Sette giugno: E’ morto RAY BRADBURY

by on September 8, 2012

 

 

ELFI lunari sotto banani lunari prendono il sole . Museo La Società Civile

E’ MORTO   Ray Bradbury

E’ MORTO Ray Bradbury hanno comunicato i giornali del sette giugno. Nessun scrittore di fantascienza, forma d’arte narrativa che tocca in svariate maniere l’alienità, il futuro, la fuga da un  presente insopportabile o troppo banale, ha saputo creare un’immagine commovente, spaesante, feroce come quella degli uomini libro del suo Fahrenheit 451. Il regista Truffault lo ha egregiamente trasferito sullo schermo ma l’immagine di uomini deambulanti come peripatetici greci  non riusce a cogliere la forza evocativa degli uomini libro del romanzo.   Detestava tv e computer ma non dobbiamo stupirci come se il fatto fosse in contrasto con  l‘idea stessa di fantascienza. In realtà proprio in Fahrenheit 451, dove viene denunciato l’effetto ipnotizzante, assimilante, violento del mezzo televisivo, si ribella al mondo alienante della tecnica che minaccia di eliminare la letteratura. Conservatore da sempre accettò dal presidente Bush la Medals of arts nel 2004 e si ribellò al regista Michael Moore che intitolò Fahrenheit 9/11 il suo documentario  avverso a Bush.
Bradbury non voleva che quel titolo così simbolico per le sue idee e il suo stile di vita venisse stritolato nella lotta politica.
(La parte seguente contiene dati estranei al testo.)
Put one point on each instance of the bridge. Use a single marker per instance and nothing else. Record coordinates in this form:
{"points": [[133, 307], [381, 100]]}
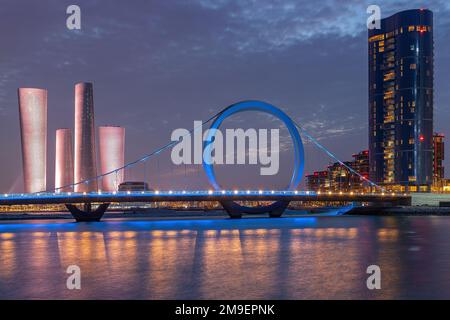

Cercò di fermare il regista e, non riuscendoci, lo detestò per tutto il tempo che gli restava da vivere.

Emerse anche in questo caso l’incomprensione con una concezione tutta di sinistra che subordina la cultura alla  lotta politica. Il conservatore Bradbury sentiva, invece, l’opposizione politica  destra/sinistra secondaria rispetto al problema dell’invasività prepotente dei nuovi media che  non lasciano tempo alla riflessione.  Con Bradbury il “bruciare i libri”, coi vigili del fuoco che incendiano i libri, assume un significato totalmente diverso rispetto al bruciare i libri dei fascisti, dei nazisti, dei comunisti, dei dittatori.

 

Non ricevette il Pulitzer né per Cronache Marziane né per Fahrenheit 451 ma non scandalizziamoci.  I  premi Pulitzer e in genere tutti i premio artistici o letterari compresi i Nobel, anzi soprattutto i Nobel, sono espressioni di un’èlite chic e mica si può pretendere che questi sommi premino letteratura popolare come la Fantascienza!

Sono dei sommi, sono l’elite intellettuale, impegnata, i modelli della società civile, l’aristocrazia del pensiero e non possiamo assolutamente pretendere che questi sommi cervelli, queste grandi sensibilità, questi supremi professoroni premino un qualsiasi Bradbury per un qualsiasi Fahrenheit 451 uscito nel 1953.  Hanno premiato immortali come Herman Wouk  nel 52, come L’ammutinamento del Caine del 1955,  come La polvere e la gloria di MacKinlay Kanto nel 1957, come Una morte in famiglia di James Agee nel 1959, come The Travels of Jaimie McPheeters di Robert Lewis Taylor.  Il sentiero del West  di A. B. Guthrie, Jr. e così via (Ma chi si ricorda di questi grandi scrittori? Chi sono?).